The death toll was highest in western sub-Saharan Africa at 27.3 deaths per 100,000, and lowest in Australasia at 6.5 deaths per 100,000.

Six pathogens accounted for most of the deaths associated with drug resistance: E.coli, Staphylococcus aureus, Klebsiella pneumoniae, Streptococcus pneumoniae, Acinetobacter baumannii, and Pseudomonas aeruginosa.

Longtin also noted increasing publications on Candida auris, an emerging fungus that is resistant to all three major classes of antifungals.

“You feel that people are getting worried,” said Longtin. “It’s spreading more and more,” including beyond intensive care units and hospitals.

C. auris can be difficult to identify with standard lab methods and can be misidentified in labs without specific technology.

In a study of an outbreak in southern Californian long-term care and nursing facilities, researchers found they could identify infections more quickly by assessing the prevalence of C. auris in urine cultures they received from affected facilities, rather than swabbing people. Faster detection of infections meant they were able to contain outbreaks more quickly, too.

Dealing with dirty sinks

Many bugs associated with drug resistance like Klebsiella pneumoniae tend to proliferate in moist environments and are often pervasive in hospital sinks and drains.

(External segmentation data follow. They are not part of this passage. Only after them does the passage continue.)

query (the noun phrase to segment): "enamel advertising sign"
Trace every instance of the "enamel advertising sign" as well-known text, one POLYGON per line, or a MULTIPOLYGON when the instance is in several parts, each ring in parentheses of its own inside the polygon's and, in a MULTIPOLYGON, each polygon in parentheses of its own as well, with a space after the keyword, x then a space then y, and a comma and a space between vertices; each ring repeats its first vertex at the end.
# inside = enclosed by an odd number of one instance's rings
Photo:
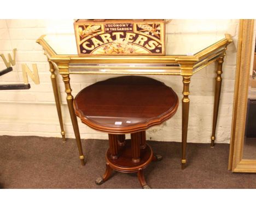
POLYGON ((78 20, 79 54, 165 55, 164 20, 78 20))

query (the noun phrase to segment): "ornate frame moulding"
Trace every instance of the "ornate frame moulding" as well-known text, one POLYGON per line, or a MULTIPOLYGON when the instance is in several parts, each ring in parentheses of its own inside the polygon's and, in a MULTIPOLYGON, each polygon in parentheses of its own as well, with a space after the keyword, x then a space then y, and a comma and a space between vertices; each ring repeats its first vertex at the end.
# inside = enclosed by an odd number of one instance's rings
POLYGON ((254 20, 240 20, 228 168, 256 173, 256 160, 242 159, 254 20))

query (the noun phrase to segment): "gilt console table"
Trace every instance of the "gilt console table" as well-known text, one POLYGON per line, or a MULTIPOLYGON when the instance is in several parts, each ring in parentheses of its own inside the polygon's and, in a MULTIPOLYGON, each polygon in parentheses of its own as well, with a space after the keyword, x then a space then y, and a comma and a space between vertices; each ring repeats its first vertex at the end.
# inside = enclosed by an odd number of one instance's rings
POLYGON ((55 71, 62 77, 67 93, 67 102, 79 152, 84 165, 84 157, 77 117, 71 94, 70 74, 158 75, 182 76, 182 168, 186 164, 186 144, 189 111, 189 84, 195 74, 217 62, 212 134, 211 146, 213 147, 222 85, 222 65, 227 46, 232 42, 230 35, 166 34, 165 56, 83 56, 77 53, 74 34, 42 35, 37 42, 45 51, 50 65, 51 79, 56 106, 65 140, 60 100, 55 71))

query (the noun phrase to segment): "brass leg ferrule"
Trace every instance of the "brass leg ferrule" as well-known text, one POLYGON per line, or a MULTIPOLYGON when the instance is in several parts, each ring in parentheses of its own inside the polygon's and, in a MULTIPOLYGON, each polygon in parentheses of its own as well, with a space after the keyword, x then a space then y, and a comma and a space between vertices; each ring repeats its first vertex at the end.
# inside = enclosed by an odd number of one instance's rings
POLYGON ((211 137, 211 148, 214 147, 214 145, 215 145, 214 142, 215 142, 215 137, 211 137))
POLYGON ((187 161, 185 159, 182 160, 182 170, 184 170, 186 167, 187 161))
POLYGON ((61 136, 62 136, 62 142, 66 143, 66 137, 65 137, 65 132, 64 131, 61 132, 61 136))
POLYGON ((81 161, 82 165, 84 166, 85 164, 85 162, 84 162, 84 156, 83 155, 80 155, 79 156, 79 159, 81 161))

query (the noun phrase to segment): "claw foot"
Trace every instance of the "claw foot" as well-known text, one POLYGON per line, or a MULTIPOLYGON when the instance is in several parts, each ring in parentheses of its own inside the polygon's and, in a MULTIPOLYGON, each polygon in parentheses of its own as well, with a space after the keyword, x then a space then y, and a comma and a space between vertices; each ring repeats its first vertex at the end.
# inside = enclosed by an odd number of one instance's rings
POLYGON ((146 185, 142 186, 142 188, 143 189, 150 189, 151 188, 150 187, 149 185, 146 185))
POLYGON ((154 155, 154 161, 160 161, 160 160, 162 160, 162 156, 160 155, 154 155))
POLYGON ((97 185, 101 185, 104 183, 104 181, 102 178, 98 178, 96 180, 95 182, 97 185))

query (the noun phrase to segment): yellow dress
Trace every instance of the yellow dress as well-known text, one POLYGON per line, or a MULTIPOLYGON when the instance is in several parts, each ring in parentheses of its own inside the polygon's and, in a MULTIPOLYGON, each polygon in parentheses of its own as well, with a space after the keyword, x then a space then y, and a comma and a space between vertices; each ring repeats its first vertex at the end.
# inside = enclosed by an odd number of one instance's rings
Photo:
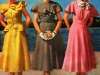
POLYGON ((22 25, 22 8, 12 4, 5 12, 7 26, 4 29, 2 70, 21 72, 30 69, 30 56, 24 27, 22 25))

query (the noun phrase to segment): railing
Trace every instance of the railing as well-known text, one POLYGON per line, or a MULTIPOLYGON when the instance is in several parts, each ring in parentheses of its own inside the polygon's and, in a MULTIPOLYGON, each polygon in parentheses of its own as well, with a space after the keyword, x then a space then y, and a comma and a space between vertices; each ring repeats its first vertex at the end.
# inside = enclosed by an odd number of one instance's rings
MULTIPOLYGON (((92 27, 89 28, 91 35, 92 35, 92 39, 93 39, 93 46, 95 48, 96 51, 100 51, 100 27, 92 27)), ((27 38, 28 38, 28 45, 31 50, 34 50, 34 45, 35 45, 35 32, 33 28, 28 28, 26 30, 27 32, 27 38)), ((68 32, 66 30, 66 28, 62 28, 61 29, 61 34, 62 37, 64 39, 64 43, 65 43, 65 47, 67 44, 67 39, 68 39, 68 32)), ((3 45, 3 31, 0 31, 0 49, 2 50, 2 45, 3 45)))

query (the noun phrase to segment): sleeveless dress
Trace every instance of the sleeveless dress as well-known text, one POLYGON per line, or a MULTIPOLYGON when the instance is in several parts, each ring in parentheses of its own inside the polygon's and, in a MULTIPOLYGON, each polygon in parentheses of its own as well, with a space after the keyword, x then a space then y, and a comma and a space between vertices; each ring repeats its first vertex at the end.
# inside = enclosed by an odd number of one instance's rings
POLYGON ((11 4, 4 13, 7 26, 4 29, 2 71, 22 72, 30 69, 30 57, 24 27, 22 9, 11 4))
MULTIPOLYGON (((60 5, 52 1, 49 2, 48 6, 43 3, 33 8, 35 13, 39 13, 39 27, 43 32, 54 30, 57 18, 56 13, 61 10, 60 5)), ((32 68, 43 71, 61 68, 64 50, 64 42, 60 32, 57 33, 54 39, 49 41, 43 40, 36 34, 32 68)))
POLYGON ((96 59, 88 26, 98 13, 93 6, 81 9, 76 2, 69 4, 65 11, 74 14, 74 18, 62 69, 68 72, 90 71, 96 68, 96 59))

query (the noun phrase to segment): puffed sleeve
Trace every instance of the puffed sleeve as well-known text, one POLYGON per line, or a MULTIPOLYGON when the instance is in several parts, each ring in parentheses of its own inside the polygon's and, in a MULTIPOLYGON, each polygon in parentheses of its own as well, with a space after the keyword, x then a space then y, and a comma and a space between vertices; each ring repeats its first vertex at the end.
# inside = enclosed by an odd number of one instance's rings
POLYGON ((58 4, 58 3, 56 3, 56 5, 55 5, 55 12, 56 13, 58 13, 58 12, 62 12, 63 11, 63 9, 62 9, 62 7, 61 7, 61 5, 60 4, 58 4))
POLYGON ((92 16, 92 17, 96 17, 96 16, 98 16, 98 15, 99 15, 98 11, 97 11, 96 8, 93 6, 93 7, 91 8, 91 16, 92 16))
POLYGON ((65 12, 74 13, 75 12, 75 2, 71 2, 66 8, 65 12))

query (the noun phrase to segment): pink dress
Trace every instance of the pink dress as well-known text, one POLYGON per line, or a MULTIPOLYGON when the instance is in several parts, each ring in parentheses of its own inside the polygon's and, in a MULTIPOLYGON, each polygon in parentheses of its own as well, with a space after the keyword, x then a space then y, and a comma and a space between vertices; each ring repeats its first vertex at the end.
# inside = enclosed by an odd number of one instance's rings
POLYGON ((96 68, 94 48, 88 26, 98 15, 95 7, 82 9, 72 2, 65 9, 74 14, 62 69, 68 72, 87 72, 96 68))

A French prospective study involving 73 intensive care units found “frequent and multifactorial infectious risks” linked with dirty sinks. Across the participating sites, half the sinks were contaminated with multidrug-resistant bacteria, while more than a third were producing “visible splashes.” Nearly a third were close to beds with no barrier around the sink – “which is a big no-no in infection control,” Longtin said.

Intensive care units that disinfected the sinks with bleach every day were much less likely to be contaminated. However, regular treatment with quaternary ammonium wasn’t as effective.

The study also showed that the risk of bloodstream infections was lower in hospitals with better sink hygiene than in facilities where there were multiple problems with the sinks – for example, where more sinks were contaminated, causing splashes and close to beds.

According to Longtin, the study makes a strong case to pay more attention to the cleanliness of sinks. “Your patients will have less bacteremia if you take care of your sinks.”

Photo credit: iStock/YJPTO

Editor’s note: This article has been updated to clarify why N95 masks were not thought to be source control devices and to add a quote from Andrew Conway Morris.